Post-Encoder Feature Extraction

Overview

After a deep learning encoder processes each video frame into a feature map [B, C, H, W], a post-encoder module optionally collapses or focuses the spatial dimensions before the result is written to DataManager. This is useful for:

  • Extracting a single compact feature vector per frame (Global Average Pooling)
  • Watching features at a tracked anatomical landmark (Spatial Point Extraction)

Selecting a Post-Encoder Module

The Post-Encoder Module section appears at the bottom of the Deep Learning widget’s Dynamic Slots panel, below the Outputs section.
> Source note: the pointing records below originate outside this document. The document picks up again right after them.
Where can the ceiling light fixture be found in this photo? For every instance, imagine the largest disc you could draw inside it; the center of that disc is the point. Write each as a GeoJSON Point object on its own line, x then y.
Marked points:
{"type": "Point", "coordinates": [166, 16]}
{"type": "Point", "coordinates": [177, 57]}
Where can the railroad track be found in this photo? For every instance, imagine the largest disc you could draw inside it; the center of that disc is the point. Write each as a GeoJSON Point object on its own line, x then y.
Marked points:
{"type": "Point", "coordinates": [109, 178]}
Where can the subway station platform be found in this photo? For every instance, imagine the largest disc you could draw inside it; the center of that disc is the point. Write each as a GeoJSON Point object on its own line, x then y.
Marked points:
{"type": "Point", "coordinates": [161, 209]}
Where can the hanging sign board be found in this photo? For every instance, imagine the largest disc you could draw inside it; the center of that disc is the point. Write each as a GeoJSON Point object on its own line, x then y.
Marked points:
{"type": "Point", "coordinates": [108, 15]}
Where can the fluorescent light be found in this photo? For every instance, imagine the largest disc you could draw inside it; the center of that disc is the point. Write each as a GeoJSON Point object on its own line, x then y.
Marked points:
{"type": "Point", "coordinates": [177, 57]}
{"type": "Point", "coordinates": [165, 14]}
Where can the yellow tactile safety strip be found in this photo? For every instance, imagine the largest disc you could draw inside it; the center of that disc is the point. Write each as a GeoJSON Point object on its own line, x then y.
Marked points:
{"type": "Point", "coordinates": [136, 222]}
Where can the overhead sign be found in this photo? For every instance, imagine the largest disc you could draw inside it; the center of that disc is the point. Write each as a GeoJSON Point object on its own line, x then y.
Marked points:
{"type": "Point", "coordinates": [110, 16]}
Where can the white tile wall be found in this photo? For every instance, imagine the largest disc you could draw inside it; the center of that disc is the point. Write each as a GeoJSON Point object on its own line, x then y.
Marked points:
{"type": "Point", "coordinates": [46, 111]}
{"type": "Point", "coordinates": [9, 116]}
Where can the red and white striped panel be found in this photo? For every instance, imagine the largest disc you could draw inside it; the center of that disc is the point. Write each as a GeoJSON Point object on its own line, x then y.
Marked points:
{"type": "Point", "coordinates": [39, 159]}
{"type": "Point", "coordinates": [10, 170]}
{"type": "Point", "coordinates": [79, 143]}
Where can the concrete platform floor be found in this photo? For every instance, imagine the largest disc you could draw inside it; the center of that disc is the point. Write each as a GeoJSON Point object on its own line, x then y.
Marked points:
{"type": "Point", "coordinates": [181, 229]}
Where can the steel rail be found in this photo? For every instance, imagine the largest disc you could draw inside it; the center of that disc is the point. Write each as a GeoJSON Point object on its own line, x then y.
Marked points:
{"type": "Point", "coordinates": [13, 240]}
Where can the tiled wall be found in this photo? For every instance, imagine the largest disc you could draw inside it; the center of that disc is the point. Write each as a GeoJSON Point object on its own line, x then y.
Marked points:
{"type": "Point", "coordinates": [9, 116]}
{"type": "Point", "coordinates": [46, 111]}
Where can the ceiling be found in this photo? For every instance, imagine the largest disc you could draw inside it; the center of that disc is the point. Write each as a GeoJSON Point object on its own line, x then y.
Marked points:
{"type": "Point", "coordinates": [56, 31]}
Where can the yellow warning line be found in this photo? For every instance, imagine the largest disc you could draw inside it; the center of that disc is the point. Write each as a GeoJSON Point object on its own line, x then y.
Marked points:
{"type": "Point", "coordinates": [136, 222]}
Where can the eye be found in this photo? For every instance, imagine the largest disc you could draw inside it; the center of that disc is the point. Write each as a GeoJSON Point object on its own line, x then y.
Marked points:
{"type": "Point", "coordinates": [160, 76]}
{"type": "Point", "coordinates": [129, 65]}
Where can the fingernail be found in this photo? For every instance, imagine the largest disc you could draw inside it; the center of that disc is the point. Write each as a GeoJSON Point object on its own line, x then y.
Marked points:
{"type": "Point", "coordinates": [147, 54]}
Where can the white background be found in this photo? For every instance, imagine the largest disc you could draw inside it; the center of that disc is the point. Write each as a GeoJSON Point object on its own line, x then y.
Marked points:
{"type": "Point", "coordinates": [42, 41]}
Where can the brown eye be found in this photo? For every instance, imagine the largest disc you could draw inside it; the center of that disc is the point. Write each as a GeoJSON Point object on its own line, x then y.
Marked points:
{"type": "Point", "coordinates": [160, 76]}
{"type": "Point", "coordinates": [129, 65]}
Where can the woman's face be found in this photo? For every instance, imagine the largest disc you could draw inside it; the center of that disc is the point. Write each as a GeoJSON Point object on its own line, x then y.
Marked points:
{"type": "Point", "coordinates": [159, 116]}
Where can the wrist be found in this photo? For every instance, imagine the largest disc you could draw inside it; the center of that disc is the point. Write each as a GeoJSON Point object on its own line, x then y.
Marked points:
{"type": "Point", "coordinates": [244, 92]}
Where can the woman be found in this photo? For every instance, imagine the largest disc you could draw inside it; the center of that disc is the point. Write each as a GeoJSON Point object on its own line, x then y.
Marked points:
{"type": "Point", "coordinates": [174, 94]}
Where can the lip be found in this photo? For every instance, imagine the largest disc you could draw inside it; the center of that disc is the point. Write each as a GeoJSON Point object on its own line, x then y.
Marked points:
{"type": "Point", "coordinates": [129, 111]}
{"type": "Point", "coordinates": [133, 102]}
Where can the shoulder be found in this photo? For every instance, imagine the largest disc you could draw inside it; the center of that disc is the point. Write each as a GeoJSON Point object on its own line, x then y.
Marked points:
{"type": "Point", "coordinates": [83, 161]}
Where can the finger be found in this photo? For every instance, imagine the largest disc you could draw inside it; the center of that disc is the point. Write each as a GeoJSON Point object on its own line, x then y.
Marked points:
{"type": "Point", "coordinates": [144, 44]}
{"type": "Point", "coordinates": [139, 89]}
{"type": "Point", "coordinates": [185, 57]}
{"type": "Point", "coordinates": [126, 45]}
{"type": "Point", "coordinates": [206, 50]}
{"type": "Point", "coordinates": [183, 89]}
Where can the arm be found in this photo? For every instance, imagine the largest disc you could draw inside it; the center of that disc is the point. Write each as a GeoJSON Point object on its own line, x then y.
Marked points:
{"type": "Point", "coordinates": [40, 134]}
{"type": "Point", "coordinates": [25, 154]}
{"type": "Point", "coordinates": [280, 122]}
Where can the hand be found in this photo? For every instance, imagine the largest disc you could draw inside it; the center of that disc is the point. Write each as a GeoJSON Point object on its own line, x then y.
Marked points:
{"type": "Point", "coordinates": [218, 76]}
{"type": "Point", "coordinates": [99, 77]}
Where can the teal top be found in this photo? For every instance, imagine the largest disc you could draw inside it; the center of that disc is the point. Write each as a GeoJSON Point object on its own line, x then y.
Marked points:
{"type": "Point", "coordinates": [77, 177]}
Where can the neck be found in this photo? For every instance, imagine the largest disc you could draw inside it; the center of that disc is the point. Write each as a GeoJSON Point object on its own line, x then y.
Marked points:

Use the Module combo to choose one of:

Option What it does
None Passes the encoder output directly to the decoder (default).
Global Average Pooling Averages across all spatial pixels → [B, C] feature vector per batch.
Spatial Point Extraction Reads features at a user-tracked 2-D point → [B, C] feature vector per frame.

Global Average Pooling

  1. Set Module to Global Average Pooling.
  2. Set the output decoder to TensorToFeatureVector (or a compatible target key).
  3. Run batch inference. A TensorData matrix is written to DataManager when the batch completes. Rows correspond to frames; columns correspond to encoder channels.

Spatial Point Extraction

  1. Ensure you have a PointData object loaded that tracks the anatomical location of interest frame by frame (e.g. a whisker base, eye corner).
  2. Set Module to Spatial Point Extraction.
  3. Choose Interpolation: Bilinear (recommended for sub-pixel accuracy) or Nearest (faster).
  4. Select the Point Key from the combo — this should be the PointData key containing the per-frame 2-D coordinates.
  5. Run inference. Before each frame the widget reads the first point from the chosen PointData at that frame index and passes it to the module.

Output: TensorData

When TensorToFeatureVector is used as the decoder, results are accumulated across all batch frames and written as a single TensorData object. Each row is one frame and each column is one feature channel. The object can be viewed with the Tensor Inspector or used as input to ML pipelines.

Note

For single-frame inference (Run Frame / Current), a 1-row TensorData is written immediately to DataManager after inference completes.